Sally is never comfortable around Gideon; she finds him rude and obnoxious and has always considered him a bad influence. But seeing him and Kylie playing soccer, she feels a wave of relief. Kylie is laughing as Gideon stumbles over his own boots as he chases after the ball. She’s not hurt or kidnapped, she’s here on this field of grass, running as fast as she can. It’s a hot, lazy afternoon, a day like any other, and Sally would do well to relax. She’s silly to have been so certain that something was about to go wrong. That’s what she tells herself, but it’s not what she believes. When Antonia comes home, thrilled to have gotten a summer job at the ice cream parlor up on the Turnpike, Sally is so suspicious she insists on calling the owner and finding out what Antonia’s hours and responsibilities will be.

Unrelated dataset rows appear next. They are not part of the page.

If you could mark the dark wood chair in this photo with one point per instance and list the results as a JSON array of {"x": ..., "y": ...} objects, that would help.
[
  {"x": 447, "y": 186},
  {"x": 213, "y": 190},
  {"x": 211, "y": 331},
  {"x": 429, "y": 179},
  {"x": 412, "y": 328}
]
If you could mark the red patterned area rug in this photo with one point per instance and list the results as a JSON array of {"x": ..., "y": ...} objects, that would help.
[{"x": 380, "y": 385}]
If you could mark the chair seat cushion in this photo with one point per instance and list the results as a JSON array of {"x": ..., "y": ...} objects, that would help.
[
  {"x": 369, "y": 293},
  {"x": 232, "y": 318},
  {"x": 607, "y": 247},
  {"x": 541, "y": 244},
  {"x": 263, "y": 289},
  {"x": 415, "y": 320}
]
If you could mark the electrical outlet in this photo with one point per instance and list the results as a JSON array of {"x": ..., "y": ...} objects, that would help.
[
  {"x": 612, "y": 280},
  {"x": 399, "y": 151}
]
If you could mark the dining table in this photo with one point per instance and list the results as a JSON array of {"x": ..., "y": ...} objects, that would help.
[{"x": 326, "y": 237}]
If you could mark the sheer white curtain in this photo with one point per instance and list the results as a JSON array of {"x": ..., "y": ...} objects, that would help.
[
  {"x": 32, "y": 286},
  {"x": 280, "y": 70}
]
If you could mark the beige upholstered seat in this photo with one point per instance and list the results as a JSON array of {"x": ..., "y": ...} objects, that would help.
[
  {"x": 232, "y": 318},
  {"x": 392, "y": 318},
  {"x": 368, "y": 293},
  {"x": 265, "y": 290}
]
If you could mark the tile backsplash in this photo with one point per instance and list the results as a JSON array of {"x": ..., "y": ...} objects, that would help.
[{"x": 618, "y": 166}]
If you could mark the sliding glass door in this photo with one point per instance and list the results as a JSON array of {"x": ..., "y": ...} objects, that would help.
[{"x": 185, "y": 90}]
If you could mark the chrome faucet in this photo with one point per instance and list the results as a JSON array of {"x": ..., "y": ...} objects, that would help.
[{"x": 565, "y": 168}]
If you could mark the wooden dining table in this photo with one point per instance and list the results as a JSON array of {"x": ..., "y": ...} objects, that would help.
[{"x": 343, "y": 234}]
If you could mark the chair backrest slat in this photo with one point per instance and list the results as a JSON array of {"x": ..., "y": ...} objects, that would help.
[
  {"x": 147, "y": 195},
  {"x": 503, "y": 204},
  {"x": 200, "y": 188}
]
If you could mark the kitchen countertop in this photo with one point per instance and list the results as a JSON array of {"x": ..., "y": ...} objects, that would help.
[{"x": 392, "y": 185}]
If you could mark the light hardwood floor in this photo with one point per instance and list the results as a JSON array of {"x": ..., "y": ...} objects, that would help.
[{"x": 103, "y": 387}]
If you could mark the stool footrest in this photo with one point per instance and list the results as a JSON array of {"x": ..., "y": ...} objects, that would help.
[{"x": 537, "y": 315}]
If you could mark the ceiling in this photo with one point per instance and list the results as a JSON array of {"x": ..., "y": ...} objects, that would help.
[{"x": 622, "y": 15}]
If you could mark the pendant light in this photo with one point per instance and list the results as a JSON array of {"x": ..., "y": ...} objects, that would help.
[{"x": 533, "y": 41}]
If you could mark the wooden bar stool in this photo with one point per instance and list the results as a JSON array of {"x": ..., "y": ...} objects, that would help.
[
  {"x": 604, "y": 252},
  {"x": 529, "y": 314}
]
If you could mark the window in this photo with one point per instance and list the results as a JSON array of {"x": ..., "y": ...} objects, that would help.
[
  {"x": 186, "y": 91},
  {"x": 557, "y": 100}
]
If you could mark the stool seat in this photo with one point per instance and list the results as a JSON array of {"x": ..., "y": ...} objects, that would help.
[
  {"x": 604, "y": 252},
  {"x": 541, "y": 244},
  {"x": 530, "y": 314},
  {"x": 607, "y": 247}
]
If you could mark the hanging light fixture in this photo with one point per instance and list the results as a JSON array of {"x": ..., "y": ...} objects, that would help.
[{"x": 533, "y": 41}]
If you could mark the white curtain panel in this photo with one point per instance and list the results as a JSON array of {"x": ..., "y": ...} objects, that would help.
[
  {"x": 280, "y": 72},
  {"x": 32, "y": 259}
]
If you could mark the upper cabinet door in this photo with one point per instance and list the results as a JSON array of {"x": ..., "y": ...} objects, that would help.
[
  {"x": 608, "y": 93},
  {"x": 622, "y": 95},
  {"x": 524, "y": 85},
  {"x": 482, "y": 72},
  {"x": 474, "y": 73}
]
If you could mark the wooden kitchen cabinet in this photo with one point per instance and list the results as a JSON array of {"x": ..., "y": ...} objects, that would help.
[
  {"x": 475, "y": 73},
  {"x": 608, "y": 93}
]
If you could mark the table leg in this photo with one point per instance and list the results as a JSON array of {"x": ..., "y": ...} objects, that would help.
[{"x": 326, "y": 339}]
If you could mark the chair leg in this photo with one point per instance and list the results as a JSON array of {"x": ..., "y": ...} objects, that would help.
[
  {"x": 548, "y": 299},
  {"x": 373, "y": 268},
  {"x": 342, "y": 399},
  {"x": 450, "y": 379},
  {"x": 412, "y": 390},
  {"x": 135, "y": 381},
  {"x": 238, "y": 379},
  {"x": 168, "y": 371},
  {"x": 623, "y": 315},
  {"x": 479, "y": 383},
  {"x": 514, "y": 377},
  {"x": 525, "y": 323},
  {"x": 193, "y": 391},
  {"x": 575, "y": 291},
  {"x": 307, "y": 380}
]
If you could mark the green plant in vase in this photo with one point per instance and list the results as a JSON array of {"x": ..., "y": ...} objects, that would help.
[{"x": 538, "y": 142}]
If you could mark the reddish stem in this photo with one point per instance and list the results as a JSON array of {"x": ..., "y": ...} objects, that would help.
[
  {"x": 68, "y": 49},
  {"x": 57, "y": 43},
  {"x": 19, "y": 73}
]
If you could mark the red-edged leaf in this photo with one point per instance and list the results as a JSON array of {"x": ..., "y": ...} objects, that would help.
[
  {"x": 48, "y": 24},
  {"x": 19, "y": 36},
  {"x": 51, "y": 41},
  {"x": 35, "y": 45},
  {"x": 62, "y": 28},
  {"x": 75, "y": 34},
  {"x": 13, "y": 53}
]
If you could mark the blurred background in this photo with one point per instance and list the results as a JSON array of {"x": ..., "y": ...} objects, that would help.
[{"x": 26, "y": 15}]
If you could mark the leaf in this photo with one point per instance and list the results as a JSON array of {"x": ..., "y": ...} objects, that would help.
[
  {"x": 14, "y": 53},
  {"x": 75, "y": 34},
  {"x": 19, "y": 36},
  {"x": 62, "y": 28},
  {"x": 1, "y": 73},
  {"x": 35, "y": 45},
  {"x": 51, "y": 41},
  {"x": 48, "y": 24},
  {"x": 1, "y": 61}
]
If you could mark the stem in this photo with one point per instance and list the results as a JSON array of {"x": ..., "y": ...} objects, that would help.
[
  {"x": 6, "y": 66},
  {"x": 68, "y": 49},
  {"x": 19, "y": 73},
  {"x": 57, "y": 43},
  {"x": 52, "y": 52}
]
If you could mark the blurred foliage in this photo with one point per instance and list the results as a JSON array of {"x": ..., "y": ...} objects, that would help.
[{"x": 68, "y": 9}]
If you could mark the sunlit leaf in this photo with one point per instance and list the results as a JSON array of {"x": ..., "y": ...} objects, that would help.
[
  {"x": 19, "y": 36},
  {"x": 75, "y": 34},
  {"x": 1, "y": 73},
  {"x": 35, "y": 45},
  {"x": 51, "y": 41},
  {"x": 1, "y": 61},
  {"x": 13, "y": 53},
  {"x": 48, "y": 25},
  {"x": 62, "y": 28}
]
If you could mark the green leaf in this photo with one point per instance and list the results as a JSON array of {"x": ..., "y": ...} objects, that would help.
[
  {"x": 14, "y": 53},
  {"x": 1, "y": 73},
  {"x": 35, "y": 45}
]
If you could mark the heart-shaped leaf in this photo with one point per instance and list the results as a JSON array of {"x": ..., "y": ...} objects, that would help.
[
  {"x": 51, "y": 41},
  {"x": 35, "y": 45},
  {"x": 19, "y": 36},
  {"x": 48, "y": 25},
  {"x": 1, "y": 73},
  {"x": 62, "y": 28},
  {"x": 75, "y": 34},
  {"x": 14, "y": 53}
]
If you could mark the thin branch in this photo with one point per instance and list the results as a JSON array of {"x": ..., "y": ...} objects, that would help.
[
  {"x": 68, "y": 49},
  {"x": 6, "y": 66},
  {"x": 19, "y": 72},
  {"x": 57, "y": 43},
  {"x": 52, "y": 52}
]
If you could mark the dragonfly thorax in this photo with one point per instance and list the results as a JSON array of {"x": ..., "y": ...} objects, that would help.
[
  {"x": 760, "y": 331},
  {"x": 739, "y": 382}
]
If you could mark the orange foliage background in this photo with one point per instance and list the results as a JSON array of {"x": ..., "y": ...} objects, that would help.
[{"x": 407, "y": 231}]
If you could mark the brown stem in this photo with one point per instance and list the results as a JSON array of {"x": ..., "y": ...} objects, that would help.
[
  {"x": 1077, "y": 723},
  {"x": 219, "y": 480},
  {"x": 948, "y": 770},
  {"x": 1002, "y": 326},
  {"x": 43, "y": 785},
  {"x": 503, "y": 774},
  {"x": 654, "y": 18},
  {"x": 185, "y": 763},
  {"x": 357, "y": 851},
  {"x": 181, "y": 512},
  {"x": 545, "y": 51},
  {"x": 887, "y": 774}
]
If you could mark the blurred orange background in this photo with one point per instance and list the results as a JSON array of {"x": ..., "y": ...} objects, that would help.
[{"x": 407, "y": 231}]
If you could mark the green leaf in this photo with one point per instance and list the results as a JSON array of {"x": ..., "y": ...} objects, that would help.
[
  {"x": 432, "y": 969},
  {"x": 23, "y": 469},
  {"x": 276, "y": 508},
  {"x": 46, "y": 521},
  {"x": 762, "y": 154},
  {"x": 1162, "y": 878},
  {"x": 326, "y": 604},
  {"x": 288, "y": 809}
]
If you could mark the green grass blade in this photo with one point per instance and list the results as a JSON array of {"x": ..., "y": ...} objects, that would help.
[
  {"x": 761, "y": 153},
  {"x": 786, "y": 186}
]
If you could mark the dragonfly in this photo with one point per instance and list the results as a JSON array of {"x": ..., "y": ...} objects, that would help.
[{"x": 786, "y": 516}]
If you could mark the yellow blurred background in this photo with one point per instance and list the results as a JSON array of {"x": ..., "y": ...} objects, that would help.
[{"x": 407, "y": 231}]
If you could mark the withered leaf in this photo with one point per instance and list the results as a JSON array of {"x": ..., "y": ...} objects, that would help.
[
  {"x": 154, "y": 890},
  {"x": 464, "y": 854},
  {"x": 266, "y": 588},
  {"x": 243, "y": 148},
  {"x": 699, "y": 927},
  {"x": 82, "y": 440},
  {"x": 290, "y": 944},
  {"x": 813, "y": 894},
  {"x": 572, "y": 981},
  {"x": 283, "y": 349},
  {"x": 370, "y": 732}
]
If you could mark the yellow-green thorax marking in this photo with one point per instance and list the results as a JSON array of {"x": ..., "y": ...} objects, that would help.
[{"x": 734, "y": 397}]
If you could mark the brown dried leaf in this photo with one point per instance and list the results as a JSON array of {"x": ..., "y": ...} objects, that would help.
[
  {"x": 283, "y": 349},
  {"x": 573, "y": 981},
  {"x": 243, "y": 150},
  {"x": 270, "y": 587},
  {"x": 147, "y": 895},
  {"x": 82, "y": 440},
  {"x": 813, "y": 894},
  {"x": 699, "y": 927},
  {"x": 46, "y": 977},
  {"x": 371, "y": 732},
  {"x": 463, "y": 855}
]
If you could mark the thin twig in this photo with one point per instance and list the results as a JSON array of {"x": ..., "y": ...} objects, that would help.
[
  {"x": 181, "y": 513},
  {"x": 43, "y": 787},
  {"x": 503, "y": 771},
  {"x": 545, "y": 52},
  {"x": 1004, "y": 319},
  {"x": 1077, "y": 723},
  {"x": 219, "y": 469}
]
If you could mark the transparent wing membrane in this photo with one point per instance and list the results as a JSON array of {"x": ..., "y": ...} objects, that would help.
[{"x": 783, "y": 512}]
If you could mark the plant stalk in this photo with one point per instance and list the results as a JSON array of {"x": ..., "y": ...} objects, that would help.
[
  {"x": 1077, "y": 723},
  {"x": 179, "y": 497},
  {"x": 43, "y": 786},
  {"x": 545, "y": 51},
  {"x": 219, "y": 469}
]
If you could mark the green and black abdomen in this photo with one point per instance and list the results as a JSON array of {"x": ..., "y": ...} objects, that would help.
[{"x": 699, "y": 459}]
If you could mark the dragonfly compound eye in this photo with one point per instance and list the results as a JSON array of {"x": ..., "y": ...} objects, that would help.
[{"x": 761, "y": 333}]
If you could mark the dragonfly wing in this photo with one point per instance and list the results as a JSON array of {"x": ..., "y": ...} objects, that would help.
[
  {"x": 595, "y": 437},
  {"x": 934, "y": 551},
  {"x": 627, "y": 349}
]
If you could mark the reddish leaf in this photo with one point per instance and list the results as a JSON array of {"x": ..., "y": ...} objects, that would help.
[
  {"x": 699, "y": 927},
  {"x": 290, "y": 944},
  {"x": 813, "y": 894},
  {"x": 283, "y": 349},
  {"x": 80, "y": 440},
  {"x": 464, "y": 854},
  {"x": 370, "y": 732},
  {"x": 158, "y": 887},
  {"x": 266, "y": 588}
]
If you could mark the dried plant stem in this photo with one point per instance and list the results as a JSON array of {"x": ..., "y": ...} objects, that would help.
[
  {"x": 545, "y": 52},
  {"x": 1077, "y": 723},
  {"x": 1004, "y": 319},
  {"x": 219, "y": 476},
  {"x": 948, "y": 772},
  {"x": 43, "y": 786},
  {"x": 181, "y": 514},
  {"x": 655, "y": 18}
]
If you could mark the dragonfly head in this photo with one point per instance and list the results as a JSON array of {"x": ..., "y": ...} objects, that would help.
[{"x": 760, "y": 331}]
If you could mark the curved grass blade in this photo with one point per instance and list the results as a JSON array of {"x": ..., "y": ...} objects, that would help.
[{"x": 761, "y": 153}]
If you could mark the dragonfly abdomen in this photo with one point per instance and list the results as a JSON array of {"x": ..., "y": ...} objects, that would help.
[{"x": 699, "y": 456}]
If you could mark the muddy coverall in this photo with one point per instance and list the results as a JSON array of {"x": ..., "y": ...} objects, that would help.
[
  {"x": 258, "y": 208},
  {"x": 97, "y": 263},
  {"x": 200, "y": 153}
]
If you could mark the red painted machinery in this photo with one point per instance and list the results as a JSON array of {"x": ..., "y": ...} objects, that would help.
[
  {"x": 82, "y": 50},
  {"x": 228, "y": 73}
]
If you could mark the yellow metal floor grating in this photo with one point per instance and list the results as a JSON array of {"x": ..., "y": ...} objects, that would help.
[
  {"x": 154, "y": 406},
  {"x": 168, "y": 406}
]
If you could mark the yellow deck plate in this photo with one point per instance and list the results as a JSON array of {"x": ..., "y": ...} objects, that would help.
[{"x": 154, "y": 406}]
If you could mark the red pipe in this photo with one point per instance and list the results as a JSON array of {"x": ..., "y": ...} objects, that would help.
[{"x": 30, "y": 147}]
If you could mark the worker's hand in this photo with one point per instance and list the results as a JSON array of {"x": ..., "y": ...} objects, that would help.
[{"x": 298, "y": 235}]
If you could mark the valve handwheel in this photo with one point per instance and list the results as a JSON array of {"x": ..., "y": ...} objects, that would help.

She asks for the owner’s personal history as well, including address, marital status, and number of dependents.

“Thanks for embarrassing me,” Antonia says coolly when Sally hangs up the phone. “My boss will think I’m real mature, having my mother check on me.”

These days Antonia wears only black, which makes her red hair seem even more brilliant. Last week, to test out her allegiance to black clothes, Sally bought her a white cotton sweater trimmed with lace, which she knew any number of Antonia’s girlfriends would have died for. Antonia tossed the sweater into the washer with a package of Rit dye, then threw the coal-colored thing into the dryer. The result was an article of clothing so small that whenever she wears it Sally frets that Antonia will wind up running off with someone, just the way Gillian did. It worries Sally to think that one of her girls might follow in her sister’s footsteps, a trail that has led to only self-destruction and wasted time, including three brief marriages, not one of which yielded a cent of alimony.

Certainly, Antonia is greedy the way beautiful girls sometimes are, and she thinks quite well of herself. But now, on this hot June day, she is suddenly filled with doubt. What if she isn’t as special as she thinks she is? What if her beauty fades as soon as she passes eighteen, the way it does with some girls, who have no idea that they’ve peaked until it’s all over and they glance in the mirror to discover they no longer recognize themselves. She’s always assumed she’ll be an actress someday; she’ll go to Manhattan or Los Angeles the day after graduation and be given a leading role, just as she has been all the way through high school. Now she’s not so sure. She doesn’t know if she has any talent, or if she even cares. Frankly, she never liked acting much; it was having everyone stare at her that was so appealing. It was knowing they couldn’t take their eyes off her.

When Kylie comes home, all sweaty and grass-stained and gawky, Antonia doesn’t even bother to insult her.

“Didn’t you want to say something to me?